His quotidian, day-to-day life was very generous and verbose, which found interesting and unexpected reflection in the laconic sparsity of lines of his drawings: they were reserved, measured, metaphorical to the utmost. Valer, it seemed, brought out all the baroque excesses and arbitrary objectness over to this side, to the world on this side of paintings, in order to leave only the most crucial things there, on paper, glass or canvas: the crucial elements without which the graphic verticals would dissolve and collapse, without which the splashes of dense paint would stop breathing light and depth.

Every detail—sparse lines, contrasting lighting and especially constant repetitions of certain motifs—demonstrated just how thought-out and measured these works were. Valer, it seemed, always returned to several motifs and plots that were of particular importance to him, constantly adding, remembering or revealing something new in them. It didn’t matter what his focus was, be it abstract combinations of lines and strokes in snippets of winter landscapes that gave barely a hint of the material world, or eloquent and obvious biblical scenes. He didn’t have all that much to say, but it was of paramount importance, it seems, to make sure that what he did say was heard and understood. Aside from his natural skills and craft, this also revealed his integrity when it came to style, tone and values. One way or the other, the orderliness of memory, language and emotions turned into the orderliness of red, black and white colors in his works. 

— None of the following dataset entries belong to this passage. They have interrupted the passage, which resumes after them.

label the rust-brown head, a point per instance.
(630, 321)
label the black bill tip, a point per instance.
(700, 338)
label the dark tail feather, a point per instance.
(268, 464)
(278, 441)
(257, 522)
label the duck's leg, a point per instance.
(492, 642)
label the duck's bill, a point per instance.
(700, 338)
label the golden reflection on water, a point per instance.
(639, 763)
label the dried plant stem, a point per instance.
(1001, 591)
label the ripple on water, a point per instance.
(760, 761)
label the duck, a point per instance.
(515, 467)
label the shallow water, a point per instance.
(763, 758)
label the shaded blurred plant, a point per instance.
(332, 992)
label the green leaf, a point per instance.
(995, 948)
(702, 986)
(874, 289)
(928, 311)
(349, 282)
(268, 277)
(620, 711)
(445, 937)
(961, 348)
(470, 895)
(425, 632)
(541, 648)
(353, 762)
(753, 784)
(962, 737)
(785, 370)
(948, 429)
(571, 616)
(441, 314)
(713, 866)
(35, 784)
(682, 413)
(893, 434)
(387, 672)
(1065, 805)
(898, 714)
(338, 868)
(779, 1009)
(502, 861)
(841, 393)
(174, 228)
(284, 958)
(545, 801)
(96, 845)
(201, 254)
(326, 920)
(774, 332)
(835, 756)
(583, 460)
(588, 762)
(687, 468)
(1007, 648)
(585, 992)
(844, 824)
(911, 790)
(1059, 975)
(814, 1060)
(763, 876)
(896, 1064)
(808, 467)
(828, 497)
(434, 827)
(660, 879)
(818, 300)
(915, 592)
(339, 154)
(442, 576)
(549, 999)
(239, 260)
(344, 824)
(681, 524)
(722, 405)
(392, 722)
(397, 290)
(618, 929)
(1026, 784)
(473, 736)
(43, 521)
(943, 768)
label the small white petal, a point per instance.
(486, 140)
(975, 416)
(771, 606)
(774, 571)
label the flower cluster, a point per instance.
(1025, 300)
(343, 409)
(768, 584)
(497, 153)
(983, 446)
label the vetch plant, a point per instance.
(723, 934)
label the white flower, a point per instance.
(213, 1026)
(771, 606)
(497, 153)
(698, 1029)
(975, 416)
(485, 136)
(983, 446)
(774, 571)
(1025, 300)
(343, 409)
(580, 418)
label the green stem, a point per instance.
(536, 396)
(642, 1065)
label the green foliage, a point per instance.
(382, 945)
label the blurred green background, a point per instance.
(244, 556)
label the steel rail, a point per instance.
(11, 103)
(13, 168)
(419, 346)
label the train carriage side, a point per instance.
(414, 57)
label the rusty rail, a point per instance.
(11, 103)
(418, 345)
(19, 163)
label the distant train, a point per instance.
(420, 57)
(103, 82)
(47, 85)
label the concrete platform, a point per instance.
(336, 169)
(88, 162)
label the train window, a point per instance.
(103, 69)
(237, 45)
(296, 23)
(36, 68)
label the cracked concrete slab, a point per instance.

As time went on and the quotidian orderliness of his day-to-day life gradually dissipated, the changes inevitably found reflection in Valer’s works, which became ever more chaotic or outright sloppy; there emerged a rift between the idea and its implementation, imperfections multiplied. It was sad to watch, and one could hardly help; what can an outsider do for a complicated man with a precise style? Trying to help would hardly change a thing. Valer was much too independent to take his friends up on an offer to stand by him and give him a hand. That’s how he departed too: as an independent man, a thing on his own, watching the world from the sidelines. His departure was neither solemn nor dignified. It was melancholy rather than anything else, and it left us disoriented rather than anything else. His works don’t carry that sense of melancholy and disorientation: they might be tragic and pained, they might carry the premonition of departure and the darkness of the impending crossing, but they don’t seem disoriented. Valer’s characters, disciples, warriors, salt merchants and denizens of the wild steppe, were brimming with dignity and courage; they didn’t require sympathy and didn’t complain too much about their lot. Valer didn’t complain much either, even though his last years were not rich in examples of either outstanding courage or excessive heroics. Ultimately, he is not unique in that everything he did, painted and created transcended the sum of what he had left for himself, what he was left with in the end.

On the other hand, we have not yet fully grasped what his legacy was, what he had left to us. I mean that in the very obvious sense: the preservation of his works, some sort of publication and some sort of systematization are long overdue. I also mean the need to read and understand the context, these attempts to verbalize that Kharkiv: Bondar’s Kharkiv, the Kharkiv of the turn of the 1980–90s, the Kharkiv filled with draughts and premonitions. Those draughts have unfurled too many a flag, and too many of those premonitions have come to pass. To a large extent, we still live among those shadows, among the echoes of voices of the men and women who went out into Kharkiv streets and crossroads a quarter century ago, joyfully welcoming one another and courageously turning their hot wind-chapped faces to the first December snow, peering into the low and poignant Slobozhanshchyna sky for signs. But there were no signs, and they lightheartedly walked to the nearest bar to hide from the first snow, laughing, quarreling and slipping into the quiet winter melancholy.
The sky above them turned wet with snow.
The snow fell into the rivers of Kharkiv, melting slowly.
In the south shone the black warmth of the Cold Mountain.